How-to | Standardize text fields using fuzzy values clustering#

When working with large amounts of disparate, user-entered text data, you often need to standardize or collapse entries into a resolved form.

For example, how can a computer recognize that strings like “Abraham Lincoln”, “Abe Lincoln”, and “Abrahm Lincoln” are actually the same category? You want to map these close variations into a smaller number of clean labels.

In the image below, the emp_title column has thousands of distinct values and a long tail of unique values (those that appear only once).

Text cleaning strategies like normalization that standardize on case and remove punctuation may help in this regard, but they don’t entirely solve the problem. Similarly, if it’s user-entered data, you might not be able to introduce a rule-based strategy using regular expressions.

Fuzzy matching#

The answer lies in a technique called fuzzy matching.

When viewing a dataset in the Explore tab, select Analyze from the context menu of the column header to review the number of distinct and unique values and their distribution.

If you switch over from the Categorical tab to the Values Clustering tab, you have the option to search for clusters.

You can choose a clustering strategy of Fuzzy or Highly fuzzy depending on how close you require values in the cluster to be. In this case, choose Fuzzy.
You can also compare words or characters. For this use case, compare words.

If you repeat these steps in a Prepare recipe, you can act on these clusters.

You can adjust the final, standardized label if needed.
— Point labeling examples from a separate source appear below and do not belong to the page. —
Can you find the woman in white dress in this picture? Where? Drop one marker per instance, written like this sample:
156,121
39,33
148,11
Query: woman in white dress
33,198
Then, you can click “Merge Selected” to perform a merge on all or a selection of clusters so that the original values are mapped to the new cluster label.

To take the first example, all five variations will now have the same label— Dept of Homeland Security.

This merge action creates a fully transparent and editable Find and Replace step in the Prepare recipe with hundreds—or even thousands—of individual replacements.

Super simple and a huge time saver!